HCL Technologies Q2 FY26 Results Overview
Strong Revenue Growth of HCL Technologies
HCL Technologies reported consolidated revenue of around ₹31,942 crore for the second quarter of FY26, marking an 11% increase from the same period last year. In constant currency terms, revenue rose by 4.6% year-on-year and 2.4% quarter-on-quarter. The company’s digital services segment led the momentum with about 15% annual growth, now contributing nearly 42% of total services revenue.
The AI-focused business segment also crossed a key milestone, generating over $100 million in quarterly revenue, reflecting growing adoption of HCL’s AI and automation offerings.
Profitability and Margins
The company posted a net profit (PAT) of ₹4,235 crore — almost flat compared to last year’s figure. Operating profit (EBIT) came in at around ₹5,550 crore, with a margin of 17.4%. Margins saw a modest improvement quarter-on-quarter, driven by improved utilization rates, a favorable exchange rate, and better cost optimization. However, higher employee expenses and restructuring costs partially offset these gains.
Dividend and Shareholder Returns
HCL declared an interim dividend of ₹12 per share for the quarter. This marks the company’s 91st consecutive quarterly dividend, showcasing its consistent commitment to rewarding shareholders.
Workforce and Salary Updates
The company added about 3,500 employees during the quarter, taking its total workforce to over 2.26 lakh globally. Attrition continued to improve, falling to 12.6% compared to 12.9% a year earlier.
HCL also announced a salary hike for employees effective October 2025. In a significant move, the company is merging quarterly variable pay with fixed pay — effectively making it part of monthly salaries. This change aims to improve income consistency for junior employees and simplify the pay structure across levels.
Future Outlook and Guidance
HCL maintained its full-year revenue growth guidance of 3% to 5% in constant currency terms and an operating margin outlook between 17% and 18%. Within this, the services business is expected to grow slightly higher at 4% to 5%.

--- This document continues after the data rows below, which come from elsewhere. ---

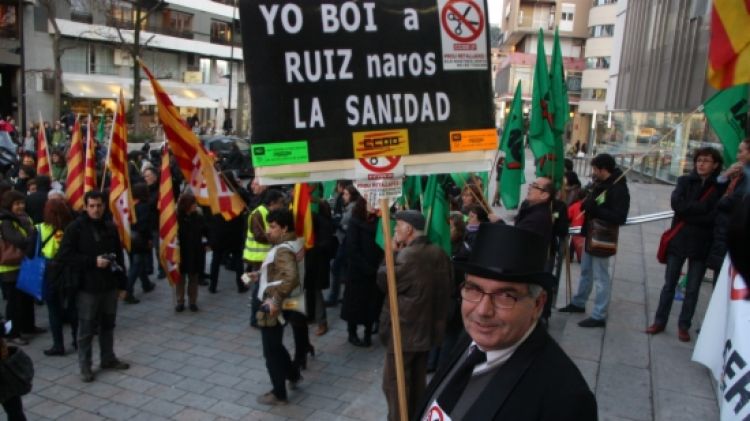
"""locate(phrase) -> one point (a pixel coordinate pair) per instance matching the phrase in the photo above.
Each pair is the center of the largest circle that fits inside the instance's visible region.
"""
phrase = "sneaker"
(590, 322)
(572, 308)
(87, 376)
(115, 365)
(270, 399)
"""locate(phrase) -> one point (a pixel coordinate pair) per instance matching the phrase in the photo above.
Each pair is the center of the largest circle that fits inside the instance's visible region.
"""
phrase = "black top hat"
(508, 254)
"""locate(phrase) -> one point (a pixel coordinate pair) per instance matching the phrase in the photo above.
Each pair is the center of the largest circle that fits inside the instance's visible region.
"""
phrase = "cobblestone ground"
(209, 365)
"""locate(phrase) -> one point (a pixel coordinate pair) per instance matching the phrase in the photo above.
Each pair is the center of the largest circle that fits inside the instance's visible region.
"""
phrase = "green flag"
(727, 112)
(512, 176)
(100, 130)
(560, 110)
(435, 210)
(541, 140)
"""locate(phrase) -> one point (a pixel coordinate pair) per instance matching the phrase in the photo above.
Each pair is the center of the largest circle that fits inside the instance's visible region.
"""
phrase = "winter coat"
(424, 279)
(191, 230)
(85, 239)
(362, 298)
(694, 239)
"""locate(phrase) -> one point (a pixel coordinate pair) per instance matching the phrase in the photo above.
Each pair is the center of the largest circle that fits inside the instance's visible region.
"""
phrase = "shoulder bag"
(668, 235)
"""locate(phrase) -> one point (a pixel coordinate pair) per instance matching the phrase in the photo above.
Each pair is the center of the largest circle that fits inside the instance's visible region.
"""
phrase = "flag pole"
(109, 145)
(393, 304)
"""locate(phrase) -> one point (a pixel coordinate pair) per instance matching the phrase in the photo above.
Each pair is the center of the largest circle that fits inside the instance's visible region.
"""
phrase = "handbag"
(601, 238)
(669, 234)
(31, 274)
(16, 374)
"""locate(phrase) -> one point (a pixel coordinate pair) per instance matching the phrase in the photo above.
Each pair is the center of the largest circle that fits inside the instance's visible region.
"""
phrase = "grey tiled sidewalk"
(209, 365)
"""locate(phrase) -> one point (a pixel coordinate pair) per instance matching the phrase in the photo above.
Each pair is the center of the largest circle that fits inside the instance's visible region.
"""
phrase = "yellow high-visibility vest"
(255, 251)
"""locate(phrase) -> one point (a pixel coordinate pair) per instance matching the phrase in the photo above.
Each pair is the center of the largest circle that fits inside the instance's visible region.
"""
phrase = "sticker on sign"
(374, 190)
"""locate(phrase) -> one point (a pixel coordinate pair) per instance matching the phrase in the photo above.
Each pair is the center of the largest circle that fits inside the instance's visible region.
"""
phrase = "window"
(221, 32)
(593, 94)
(597, 62)
(177, 23)
(599, 31)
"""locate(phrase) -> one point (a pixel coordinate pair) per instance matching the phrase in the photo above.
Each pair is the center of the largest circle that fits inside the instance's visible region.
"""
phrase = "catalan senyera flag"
(89, 171)
(193, 160)
(301, 208)
(169, 246)
(42, 154)
(120, 195)
(74, 181)
(729, 47)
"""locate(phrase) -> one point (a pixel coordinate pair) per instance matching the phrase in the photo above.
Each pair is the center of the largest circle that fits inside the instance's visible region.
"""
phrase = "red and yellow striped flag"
(42, 155)
(89, 172)
(74, 181)
(193, 160)
(169, 247)
(729, 48)
(301, 208)
(120, 195)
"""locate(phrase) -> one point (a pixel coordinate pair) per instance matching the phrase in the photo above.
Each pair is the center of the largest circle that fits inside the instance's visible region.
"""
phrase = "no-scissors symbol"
(463, 20)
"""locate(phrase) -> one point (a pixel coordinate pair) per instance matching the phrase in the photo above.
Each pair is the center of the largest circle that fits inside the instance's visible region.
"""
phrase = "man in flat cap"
(507, 367)
(423, 278)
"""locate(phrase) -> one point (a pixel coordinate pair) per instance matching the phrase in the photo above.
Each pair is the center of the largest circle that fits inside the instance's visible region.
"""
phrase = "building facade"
(192, 46)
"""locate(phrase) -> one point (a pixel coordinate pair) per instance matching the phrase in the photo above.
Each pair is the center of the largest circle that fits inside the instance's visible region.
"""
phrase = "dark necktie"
(455, 388)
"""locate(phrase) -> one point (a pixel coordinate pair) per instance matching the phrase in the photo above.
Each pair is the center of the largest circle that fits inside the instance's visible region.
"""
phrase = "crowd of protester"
(88, 270)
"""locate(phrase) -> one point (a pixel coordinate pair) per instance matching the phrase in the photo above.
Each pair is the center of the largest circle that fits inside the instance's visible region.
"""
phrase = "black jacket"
(614, 209)
(539, 382)
(85, 239)
(694, 239)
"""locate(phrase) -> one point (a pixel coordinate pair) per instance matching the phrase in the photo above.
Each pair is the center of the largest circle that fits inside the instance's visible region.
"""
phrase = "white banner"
(724, 343)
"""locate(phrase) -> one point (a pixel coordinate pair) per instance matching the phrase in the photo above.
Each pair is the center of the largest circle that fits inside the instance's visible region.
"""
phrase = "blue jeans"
(594, 270)
(138, 269)
(696, 271)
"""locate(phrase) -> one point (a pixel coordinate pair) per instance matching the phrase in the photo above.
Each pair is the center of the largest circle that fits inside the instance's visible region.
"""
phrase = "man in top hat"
(423, 278)
(507, 367)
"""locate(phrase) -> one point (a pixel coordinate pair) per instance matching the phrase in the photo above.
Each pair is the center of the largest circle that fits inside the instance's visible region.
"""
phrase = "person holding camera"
(91, 246)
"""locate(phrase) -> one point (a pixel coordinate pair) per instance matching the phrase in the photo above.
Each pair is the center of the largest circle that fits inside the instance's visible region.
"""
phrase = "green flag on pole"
(727, 112)
(541, 139)
(100, 130)
(512, 176)
(560, 110)
(435, 210)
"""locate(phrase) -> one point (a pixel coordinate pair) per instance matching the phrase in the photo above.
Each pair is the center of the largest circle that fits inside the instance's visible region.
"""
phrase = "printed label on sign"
(378, 167)
(269, 154)
(381, 143)
(463, 34)
(473, 140)
(373, 190)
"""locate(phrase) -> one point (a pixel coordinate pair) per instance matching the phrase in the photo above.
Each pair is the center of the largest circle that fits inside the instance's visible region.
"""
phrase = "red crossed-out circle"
(460, 20)
(373, 164)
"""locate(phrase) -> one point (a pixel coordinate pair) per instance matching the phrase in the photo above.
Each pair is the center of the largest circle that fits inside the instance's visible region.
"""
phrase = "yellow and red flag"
(193, 160)
(120, 195)
(301, 208)
(74, 181)
(89, 172)
(169, 246)
(729, 48)
(42, 154)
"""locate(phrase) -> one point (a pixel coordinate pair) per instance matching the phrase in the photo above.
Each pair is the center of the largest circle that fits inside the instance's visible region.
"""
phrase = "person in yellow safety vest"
(59, 294)
(256, 242)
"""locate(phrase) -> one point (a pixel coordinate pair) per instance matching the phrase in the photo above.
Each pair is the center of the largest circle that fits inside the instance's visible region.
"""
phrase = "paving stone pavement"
(209, 365)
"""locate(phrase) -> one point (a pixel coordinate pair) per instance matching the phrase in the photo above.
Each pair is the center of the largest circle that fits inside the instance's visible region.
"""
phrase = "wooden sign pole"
(393, 303)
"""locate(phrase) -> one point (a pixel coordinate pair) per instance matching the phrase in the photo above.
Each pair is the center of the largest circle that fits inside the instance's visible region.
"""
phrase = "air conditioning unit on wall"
(123, 58)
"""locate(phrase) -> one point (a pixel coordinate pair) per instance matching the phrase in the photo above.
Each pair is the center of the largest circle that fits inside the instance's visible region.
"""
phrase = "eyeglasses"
(500, 300)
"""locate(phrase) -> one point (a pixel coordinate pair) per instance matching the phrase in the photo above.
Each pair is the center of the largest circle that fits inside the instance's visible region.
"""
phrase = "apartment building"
(192, 46)
(520, 25)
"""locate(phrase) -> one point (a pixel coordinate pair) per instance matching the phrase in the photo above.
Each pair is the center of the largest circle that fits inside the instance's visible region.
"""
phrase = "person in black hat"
(507, 367)
(424, 276)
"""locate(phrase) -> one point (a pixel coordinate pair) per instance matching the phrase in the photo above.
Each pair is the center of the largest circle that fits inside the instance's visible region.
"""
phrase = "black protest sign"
(352, 79)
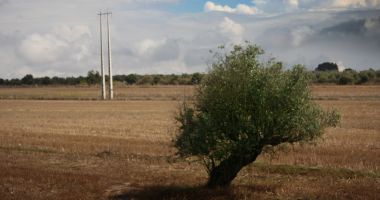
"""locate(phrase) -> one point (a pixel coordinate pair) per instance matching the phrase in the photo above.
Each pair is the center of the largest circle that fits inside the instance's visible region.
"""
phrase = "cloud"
(72, 34)
(340, 66)
(158, 50)
(355, 27)
(259, 2)
(240, 8)
(232, 29)
(284, 38)
(38, 48)
(373, 27)
(301, 34)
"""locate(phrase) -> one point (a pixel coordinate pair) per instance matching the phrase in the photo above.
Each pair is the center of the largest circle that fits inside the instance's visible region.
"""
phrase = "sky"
(62, 38)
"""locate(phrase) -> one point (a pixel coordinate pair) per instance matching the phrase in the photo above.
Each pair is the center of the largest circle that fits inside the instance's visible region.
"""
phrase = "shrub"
(243, 108)
(146, 80)
(365, 78)
(323, 79)
(345, 79)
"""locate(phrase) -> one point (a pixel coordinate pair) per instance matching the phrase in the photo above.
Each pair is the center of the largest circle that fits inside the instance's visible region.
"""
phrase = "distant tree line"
(94, 77)
(348, 76)
(325, 73)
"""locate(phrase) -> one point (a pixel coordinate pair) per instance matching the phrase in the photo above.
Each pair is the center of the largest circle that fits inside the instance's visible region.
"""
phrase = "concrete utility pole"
(101, 55)
(109, 55)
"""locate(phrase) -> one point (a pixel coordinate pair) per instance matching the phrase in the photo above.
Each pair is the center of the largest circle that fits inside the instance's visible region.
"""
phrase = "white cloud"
(372, 3)
(345, 3)
(71, 35)
(232, 29)
(259, 2)
(228, 26)
(37, 48)
(149, 44)
(340, 66)
(158, 50)
(300, 34)
(240, 8)
(210, 6)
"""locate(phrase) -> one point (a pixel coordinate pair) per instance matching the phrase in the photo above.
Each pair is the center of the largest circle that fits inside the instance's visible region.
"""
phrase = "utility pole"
(109, 56)
(101, 55)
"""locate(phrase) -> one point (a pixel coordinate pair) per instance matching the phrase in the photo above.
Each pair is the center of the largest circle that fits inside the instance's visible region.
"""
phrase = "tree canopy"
(243, 108)
(327, 66)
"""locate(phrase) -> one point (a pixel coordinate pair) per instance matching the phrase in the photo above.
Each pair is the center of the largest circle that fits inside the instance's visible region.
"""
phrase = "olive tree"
(243, 108)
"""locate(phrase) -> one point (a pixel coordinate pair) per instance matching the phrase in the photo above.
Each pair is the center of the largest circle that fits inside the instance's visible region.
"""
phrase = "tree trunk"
(223, 174)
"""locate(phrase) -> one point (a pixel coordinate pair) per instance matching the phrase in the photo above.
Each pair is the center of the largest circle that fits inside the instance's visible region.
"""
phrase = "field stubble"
(120, 150)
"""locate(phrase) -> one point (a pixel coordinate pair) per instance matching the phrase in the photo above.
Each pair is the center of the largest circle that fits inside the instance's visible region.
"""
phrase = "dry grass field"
(70, 149)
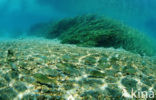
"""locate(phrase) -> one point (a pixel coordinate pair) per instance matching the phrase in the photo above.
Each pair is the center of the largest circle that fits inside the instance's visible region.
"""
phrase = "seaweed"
(99, 31)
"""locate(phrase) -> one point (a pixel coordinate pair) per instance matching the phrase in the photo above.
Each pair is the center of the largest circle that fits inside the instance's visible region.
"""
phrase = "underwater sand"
(35, 68)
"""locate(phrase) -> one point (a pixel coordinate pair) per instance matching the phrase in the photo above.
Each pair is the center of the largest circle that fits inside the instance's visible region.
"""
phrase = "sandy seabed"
(42, 69)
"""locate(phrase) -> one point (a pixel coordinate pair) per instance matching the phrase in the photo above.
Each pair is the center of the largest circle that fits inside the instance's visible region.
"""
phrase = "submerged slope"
(99, 31)
(45, 69)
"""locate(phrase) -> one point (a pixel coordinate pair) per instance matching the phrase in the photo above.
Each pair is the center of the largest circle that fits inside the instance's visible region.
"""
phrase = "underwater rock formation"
(99, 31)
(45, 70)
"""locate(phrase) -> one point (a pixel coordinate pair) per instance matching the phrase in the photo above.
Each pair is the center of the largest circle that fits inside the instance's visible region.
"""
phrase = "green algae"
(99, 31)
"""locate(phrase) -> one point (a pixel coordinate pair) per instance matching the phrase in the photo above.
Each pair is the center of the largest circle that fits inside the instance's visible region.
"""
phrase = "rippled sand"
(43, 69)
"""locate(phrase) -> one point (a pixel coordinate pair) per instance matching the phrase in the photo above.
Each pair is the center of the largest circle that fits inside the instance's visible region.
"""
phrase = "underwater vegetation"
(97, 31)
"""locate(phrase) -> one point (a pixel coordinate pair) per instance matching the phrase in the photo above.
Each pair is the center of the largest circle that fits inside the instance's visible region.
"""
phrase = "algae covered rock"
(99, 31)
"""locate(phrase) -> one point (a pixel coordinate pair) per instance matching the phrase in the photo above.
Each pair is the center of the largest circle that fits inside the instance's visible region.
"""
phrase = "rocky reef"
(40, 69)
(99, 31)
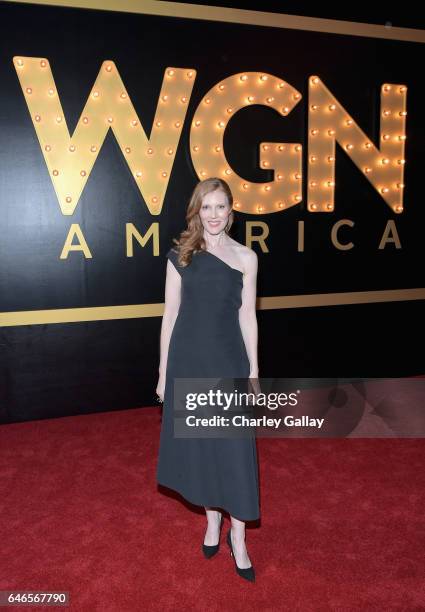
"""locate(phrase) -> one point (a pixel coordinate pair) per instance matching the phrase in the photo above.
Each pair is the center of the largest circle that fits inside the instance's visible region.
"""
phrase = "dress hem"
(213, 505)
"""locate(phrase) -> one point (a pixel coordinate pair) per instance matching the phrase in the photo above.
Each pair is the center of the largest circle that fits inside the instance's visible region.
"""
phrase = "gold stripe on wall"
(137, 311)
(233, 15)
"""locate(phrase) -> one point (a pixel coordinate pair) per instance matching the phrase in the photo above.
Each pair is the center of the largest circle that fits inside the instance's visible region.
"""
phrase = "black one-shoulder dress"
(207, 342)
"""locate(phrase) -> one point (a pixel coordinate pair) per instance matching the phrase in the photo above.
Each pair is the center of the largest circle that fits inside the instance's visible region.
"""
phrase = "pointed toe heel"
(210, 551)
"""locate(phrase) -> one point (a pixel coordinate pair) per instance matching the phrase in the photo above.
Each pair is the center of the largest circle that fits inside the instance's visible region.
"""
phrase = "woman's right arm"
(171, 310)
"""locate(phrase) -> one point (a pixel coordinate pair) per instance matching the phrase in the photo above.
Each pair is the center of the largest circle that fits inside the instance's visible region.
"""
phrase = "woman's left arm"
(247, 312)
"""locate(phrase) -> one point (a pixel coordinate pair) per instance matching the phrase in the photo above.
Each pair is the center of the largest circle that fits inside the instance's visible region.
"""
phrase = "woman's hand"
(160, 388)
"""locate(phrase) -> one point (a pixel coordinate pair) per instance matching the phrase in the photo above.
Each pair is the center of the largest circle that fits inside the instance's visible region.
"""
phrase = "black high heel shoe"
(210, 551)
(247, 572)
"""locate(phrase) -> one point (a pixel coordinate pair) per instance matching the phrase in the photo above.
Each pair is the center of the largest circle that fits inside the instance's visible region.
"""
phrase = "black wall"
(50, 370)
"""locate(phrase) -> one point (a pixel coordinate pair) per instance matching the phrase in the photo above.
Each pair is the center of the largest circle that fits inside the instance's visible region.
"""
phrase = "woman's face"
(214, 211)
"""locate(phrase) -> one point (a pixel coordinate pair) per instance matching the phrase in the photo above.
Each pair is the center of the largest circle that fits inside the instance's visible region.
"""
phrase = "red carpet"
(342, 523)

The management expressed confidence in sustaining growth through strong deal momentum, an expanding AI portfolio, and reduced dependence on H-1B visas through local hiring and global delivery centers. Total contract value (TCV) for the quarter stood at approximately $2.6 billion, indicating robust demand in key verticals.
What Lies Ahead
The key focus areas for HCL in the coming quarters will include:
- Maintaining operating margins amid rising wage and delivery costs.
- Scaling its AI-led services and digital transformation business.
- Converting strong deal bookings into actual revenue growth.
- Managing workforce transitions smoothly under the new pay model.
- Navigating macroeconomic uncertainties, currency movements, and global demand trends.
Summary:
HCL Technologies delivered a solid revenue performance in Q2 FY26, driven by its digital and AI businesses. Profits remained stable, with improved operational efficiency and a steady margin profile. With consistent dividends, salary hikes, and a healthy deal pipeline, the company remains on track for steady growth, though margin management and execution will be key to sustaining momentum.